The Pittsburgh Press (April 19, 1945)
Writer to be buried in Army cemetery
By Mac R. Johnson, United Press staff writer
From the last two paragraphs of Here Is Your War, by Ernie Pyle, written after the African campaign.
On the day of final peace, the last stroke of what we call the “Big Picture” will be drawn. I haven’t written anything about the “Big Picture,” because I don’t know anything about it. I only know what we see from our worm’s-eye view, and our segment of the picture consists only of tired and dirty soldiers who are alive and don’t want to die; of Jong darkened convoys in the middle of the night; of shocked silent men wandering back down the hill from battle; of chow lines and atabrine tablets and foxholes and burning tanks… and the rustle of high-flown shells; of jeeps and petrol dumps and smelly bedding rolls and C rations and cactus patches and blown ridges and dead mules and hospital tents and shirt collars greasy-black from months of wearing; and of laughter, too, and anger and wine and lovely flowers and constant cussing. All these it is composed of; and of graves and graves and graves.
That is our war, and we will carry it with us as we go on from one battleground to another until it is all over, leaving some of us behind on every beach, in every field… I don’t know whether it was their good fortune or their misfortune to get out of it so early in the game. I guess it doesn’t make any difference, once a man has gone. Medals and speeches and victories are nothing to them anymore. They died and others lived and nobody knows why it is so. They died and thereby the rest of us can go on and on. When we leave here for the next shore, there is nothing we can do for the ones beneath the wooden crosses, except perhaps to pause and murmur, “Thanks, pal.”
OKINAWA – Ernie Pyle will be buried among the soldiers he immortalized.
The beloved little war correspondent killed by a Jap machine-gunner yesterday probably will be laid to rest in an Army cemetery here in the Ryukyus where he covered his last campaign.
The soldiers he loved brought him back from the battlefield back to where the noise of the guns is distant and dull. They lifted his pint-sized frame from the ditch where he fell, victim of a sneak machine-gun ambush.
They put him on a litter, and crossed his arms, and then carried him back to the rear.
Jap jealous of prize
It wasn’t easy. That Jap machine-gunner seemed jealous of his prized victim. It was four hours after Ernie was killed before anybody could get to his body.
Cpl. Alexander Roberts, Army photographer from New York City, tried to get in to take pictures. He said every time anybody would try to enter the clearing where Ernie had been killed the gunner would open up.
Finally, Cpl. Roberts crawled into the clearing on his belly, pushing his camera ahead of him.
“Ernie’s face was not twisted in pain or agony,” he said. “He looked pleasant and peaceful. If there hadn’t been a thin line of blood at the corner of his mouth, you might have thought he was sleeping.”
Said he would get it
Ernie always said he would get it, that he had used up his chances. He said it again just before he landed with the assault troops on Okinawa. He told a public relations officer that he had a premonition about the campaign. And he said to another officer that he thought he would go back to the States “right after this one.”

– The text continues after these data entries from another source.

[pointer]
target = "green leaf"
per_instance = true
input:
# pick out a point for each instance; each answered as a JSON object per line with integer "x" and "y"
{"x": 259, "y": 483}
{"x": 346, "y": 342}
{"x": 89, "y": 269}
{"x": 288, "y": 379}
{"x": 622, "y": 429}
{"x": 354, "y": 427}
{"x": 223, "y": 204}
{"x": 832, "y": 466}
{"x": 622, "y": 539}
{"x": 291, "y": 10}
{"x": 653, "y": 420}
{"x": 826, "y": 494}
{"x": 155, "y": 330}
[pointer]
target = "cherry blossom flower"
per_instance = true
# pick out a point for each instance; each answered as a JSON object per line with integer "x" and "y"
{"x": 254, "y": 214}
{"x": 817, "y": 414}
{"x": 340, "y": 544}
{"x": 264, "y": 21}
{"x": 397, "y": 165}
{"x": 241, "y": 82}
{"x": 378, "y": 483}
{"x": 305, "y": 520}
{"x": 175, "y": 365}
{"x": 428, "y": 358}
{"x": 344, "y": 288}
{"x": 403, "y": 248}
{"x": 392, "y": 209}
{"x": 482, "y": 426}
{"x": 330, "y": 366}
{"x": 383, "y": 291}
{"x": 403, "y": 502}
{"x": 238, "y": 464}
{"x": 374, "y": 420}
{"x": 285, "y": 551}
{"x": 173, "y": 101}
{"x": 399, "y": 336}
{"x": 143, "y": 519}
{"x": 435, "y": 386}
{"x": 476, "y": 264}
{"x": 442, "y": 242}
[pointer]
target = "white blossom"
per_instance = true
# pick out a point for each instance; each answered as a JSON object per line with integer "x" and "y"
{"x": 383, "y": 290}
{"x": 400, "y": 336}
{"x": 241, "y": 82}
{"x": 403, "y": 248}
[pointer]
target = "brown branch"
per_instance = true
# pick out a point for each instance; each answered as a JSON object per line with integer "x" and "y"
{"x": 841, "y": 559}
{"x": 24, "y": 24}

Instead, he went from Okinawa to Ie Island because, as he told a friend, his premonition was “pretty silly as I’ve run into nothing hot yet.”
So he went on
So he went on – as he had gone from Ireland to North Africa, to Sicily, Italy, France and the Pacific – to get more stories about his beloved G.I.’s. He wanted to write about the Marines.
Erie was an old dough from the word go. He sweated and suffered with the doughfeet, shared their hopes, fears, and thrills – their lives. Today he shared death with them and it was believed he would be put to rest with them, in a G.I. Army cemetery.
Ernie would have liked that.
Ernie Pyle spent his last hours doing the job he had always done – gathering notes from G.I.’s for his columns, James MacLean, United Press correspondent, reported.
Detained by cold
A two-day-old cold had confined him to the sick bay of a transport and prevented him from landing with other correspondents in the assault waves on Ie until Tuesday. He spent that day interviewing soldiers and officers on the battlefield.
Wherever he went he was surrounded by G.I.’s who swarmed around him, forgetting the battle in progress. They tried to get him to autograph captured Jap money, American bills or invasion bills until their officers ordered the men back into position.
Milton Chase, 33, a correspondent for Radio Station WLW in Cincinnati, and a former staff member for United Press in Shanghai, said Ernie walked very carefully on Ie, because of his fear of landmines.
Mr. Chase said:
He told me that the weapon he hated worst – more than machine guns, shells or anything else – was “stumbling blindly into minefields because they explode before you can duck or take cover.”